May I enquire what your primairy reason is for chosing the E.U.? Is it purely because of a specific research field at one of these universities? Is your Master's / MBA subject related to European Union culture?

The Vienna University of Business has a good reputation in Europe, given the relatively high rankings compared to Berlin School of Economics. I wouldn't go for a school that's in business for only 2-3 years due to the lack of employer recognizability.

I assume you are aiming acquiring a general management degree, therefore you might want to consider ESCP Europe (#1 ranked in FT ranking), HEC Paris (#3) or London School of Economics (#7). Also consider one of the world's best business schools: London Business School. They offer a Master in Management degree which will be ranked next year as it is relatively new. I heard great stories from current students regarding this Master. Teaching faculty is the same as their MBA. 

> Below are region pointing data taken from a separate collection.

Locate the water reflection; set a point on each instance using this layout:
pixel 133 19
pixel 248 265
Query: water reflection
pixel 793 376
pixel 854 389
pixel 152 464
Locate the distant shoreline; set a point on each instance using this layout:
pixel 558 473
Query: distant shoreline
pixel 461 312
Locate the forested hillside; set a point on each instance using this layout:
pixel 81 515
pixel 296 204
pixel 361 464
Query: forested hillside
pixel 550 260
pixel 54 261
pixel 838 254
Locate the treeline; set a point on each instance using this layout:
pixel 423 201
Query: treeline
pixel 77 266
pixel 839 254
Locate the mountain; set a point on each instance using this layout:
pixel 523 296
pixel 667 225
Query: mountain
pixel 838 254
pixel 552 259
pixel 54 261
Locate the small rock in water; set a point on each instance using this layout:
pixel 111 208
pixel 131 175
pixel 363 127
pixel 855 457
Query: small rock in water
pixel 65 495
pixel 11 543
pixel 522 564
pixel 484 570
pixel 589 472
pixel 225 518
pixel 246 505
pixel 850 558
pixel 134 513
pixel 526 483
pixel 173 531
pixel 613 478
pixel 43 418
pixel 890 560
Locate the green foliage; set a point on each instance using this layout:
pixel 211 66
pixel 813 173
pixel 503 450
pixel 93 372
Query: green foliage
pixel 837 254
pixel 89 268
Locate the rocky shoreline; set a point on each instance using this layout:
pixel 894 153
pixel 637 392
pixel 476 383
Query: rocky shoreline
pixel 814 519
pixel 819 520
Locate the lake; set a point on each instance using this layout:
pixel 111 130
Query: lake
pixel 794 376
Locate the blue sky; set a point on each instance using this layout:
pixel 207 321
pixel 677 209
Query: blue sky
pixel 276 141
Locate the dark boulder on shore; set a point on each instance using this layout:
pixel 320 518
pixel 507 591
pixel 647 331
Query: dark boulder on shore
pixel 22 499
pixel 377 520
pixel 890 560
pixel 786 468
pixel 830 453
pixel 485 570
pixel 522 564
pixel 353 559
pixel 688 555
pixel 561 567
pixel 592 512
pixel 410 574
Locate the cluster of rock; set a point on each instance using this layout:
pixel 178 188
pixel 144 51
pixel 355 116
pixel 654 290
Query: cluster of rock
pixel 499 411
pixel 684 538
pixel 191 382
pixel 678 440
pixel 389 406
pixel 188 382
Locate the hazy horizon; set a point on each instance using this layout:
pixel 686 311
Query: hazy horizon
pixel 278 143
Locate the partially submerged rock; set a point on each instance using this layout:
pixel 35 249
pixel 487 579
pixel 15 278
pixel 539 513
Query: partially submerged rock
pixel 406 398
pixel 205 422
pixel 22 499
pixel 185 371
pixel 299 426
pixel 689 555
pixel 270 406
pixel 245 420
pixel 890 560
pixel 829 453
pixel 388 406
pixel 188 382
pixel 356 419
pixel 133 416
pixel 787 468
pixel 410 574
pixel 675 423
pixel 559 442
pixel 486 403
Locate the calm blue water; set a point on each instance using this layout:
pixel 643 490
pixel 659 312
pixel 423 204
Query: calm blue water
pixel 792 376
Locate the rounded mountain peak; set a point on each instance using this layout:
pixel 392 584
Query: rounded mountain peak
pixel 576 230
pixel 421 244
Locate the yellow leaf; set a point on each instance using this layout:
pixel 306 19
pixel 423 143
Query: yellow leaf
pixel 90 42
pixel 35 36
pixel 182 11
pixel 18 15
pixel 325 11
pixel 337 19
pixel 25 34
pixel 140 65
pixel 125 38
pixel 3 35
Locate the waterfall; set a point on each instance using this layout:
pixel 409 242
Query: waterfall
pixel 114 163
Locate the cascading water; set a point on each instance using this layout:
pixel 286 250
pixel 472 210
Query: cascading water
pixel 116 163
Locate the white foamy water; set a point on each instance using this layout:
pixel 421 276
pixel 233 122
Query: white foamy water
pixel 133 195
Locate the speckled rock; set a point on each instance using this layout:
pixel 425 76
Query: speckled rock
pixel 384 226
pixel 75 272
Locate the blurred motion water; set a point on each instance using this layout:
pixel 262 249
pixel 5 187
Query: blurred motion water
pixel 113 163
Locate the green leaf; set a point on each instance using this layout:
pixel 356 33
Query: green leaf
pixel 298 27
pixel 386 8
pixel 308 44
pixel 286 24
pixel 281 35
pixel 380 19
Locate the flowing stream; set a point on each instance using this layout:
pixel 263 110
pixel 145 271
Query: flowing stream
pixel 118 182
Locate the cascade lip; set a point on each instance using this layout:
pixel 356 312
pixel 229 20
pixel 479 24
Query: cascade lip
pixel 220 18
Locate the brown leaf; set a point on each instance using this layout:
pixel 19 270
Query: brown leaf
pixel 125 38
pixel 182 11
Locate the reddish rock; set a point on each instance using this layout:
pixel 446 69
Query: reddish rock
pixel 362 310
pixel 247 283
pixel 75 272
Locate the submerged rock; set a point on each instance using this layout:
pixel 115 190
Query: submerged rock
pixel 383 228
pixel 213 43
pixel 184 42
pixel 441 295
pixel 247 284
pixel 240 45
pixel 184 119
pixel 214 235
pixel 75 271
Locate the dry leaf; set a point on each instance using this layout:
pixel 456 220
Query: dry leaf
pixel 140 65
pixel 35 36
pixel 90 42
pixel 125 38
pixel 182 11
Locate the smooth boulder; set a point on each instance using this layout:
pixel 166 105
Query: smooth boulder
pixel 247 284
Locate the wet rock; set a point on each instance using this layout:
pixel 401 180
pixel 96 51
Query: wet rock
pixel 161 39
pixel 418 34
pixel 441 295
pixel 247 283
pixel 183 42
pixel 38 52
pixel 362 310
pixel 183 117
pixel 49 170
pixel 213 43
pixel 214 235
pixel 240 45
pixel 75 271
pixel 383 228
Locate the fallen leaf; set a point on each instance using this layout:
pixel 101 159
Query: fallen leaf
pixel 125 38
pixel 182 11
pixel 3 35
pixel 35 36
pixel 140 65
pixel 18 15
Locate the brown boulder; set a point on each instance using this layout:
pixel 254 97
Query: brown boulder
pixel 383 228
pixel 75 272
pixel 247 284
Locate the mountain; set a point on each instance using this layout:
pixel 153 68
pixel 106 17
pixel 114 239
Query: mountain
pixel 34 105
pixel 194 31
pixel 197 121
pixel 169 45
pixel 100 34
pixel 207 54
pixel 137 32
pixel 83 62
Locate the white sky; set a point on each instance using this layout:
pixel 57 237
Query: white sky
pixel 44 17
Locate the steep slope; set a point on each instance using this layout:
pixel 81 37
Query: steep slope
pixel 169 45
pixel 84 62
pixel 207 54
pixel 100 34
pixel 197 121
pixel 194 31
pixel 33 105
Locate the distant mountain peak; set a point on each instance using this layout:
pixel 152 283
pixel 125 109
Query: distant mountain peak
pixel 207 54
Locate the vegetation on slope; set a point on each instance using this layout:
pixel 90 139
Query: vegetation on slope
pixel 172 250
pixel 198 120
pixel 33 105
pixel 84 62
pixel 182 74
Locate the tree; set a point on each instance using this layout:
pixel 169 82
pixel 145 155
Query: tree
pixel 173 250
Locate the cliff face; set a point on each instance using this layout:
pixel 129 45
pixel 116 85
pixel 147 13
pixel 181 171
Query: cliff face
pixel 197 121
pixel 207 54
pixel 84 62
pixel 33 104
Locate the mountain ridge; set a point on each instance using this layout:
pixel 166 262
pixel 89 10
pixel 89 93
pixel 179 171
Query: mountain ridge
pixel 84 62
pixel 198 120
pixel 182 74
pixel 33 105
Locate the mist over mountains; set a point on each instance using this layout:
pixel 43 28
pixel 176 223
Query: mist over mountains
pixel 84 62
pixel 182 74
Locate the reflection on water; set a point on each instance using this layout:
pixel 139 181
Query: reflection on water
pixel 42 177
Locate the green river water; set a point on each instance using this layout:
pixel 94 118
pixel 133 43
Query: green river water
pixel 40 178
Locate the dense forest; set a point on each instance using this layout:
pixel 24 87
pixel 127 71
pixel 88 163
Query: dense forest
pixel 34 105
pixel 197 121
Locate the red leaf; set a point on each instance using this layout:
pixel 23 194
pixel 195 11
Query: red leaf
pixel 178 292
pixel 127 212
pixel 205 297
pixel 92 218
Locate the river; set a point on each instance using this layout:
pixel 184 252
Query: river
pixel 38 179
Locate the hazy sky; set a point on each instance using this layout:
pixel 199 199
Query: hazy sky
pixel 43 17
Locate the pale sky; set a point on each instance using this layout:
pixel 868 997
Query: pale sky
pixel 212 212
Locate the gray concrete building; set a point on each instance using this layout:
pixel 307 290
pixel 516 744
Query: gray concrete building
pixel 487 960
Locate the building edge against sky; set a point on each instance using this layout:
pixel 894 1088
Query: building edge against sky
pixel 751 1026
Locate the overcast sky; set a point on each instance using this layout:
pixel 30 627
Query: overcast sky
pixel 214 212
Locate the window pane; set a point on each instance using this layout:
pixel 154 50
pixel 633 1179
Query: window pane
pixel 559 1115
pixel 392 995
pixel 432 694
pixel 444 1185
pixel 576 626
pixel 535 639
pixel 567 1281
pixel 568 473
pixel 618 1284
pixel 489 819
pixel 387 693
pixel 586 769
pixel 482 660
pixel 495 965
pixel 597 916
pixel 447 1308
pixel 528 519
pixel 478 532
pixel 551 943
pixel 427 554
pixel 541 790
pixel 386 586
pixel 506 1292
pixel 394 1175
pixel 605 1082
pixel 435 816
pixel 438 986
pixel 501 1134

As Graduate School in the U.S. starts at $ 40,000 tuition a year + $ 20,000 living costs, I assume also that a major reason is the financial side of your study. Therefore, you might want to explore also the following countries as Graduate Schools are inexpensive/free: Denmark (Copenhagen Business School), Sweden (Stockholm School of Economics) or Norway. 

Lots of assumptions, but please feel free to eleborate on your plans. I hope to have you provided a bit of information that might be worth exploring.


----------



## fishooX

To be honest I don't really know lots of stuff about the Vienna University and just a bit for the Berlin school of Economics and Law.

Regarding the latter,I believe it is a great thing that offers courses mandatory in English and German. Probably it is a good choice ,since you could get an internship in a German business, although Berlin is not full of those.But generally as you have seen the German economy has and it is projected to expand.

When it comes to terms of Uni's I would definitely recommend the LSE, well know and a variety of courses.


----------



## Ti_

Please note that LSE is only academics focussed. Make the decision not only based on the name, but also on the curriculum and the teaching method. London Business School for instance is mainly on case studies combined with plain literature, whereas London School of Economics is using a more traditional approach.


----------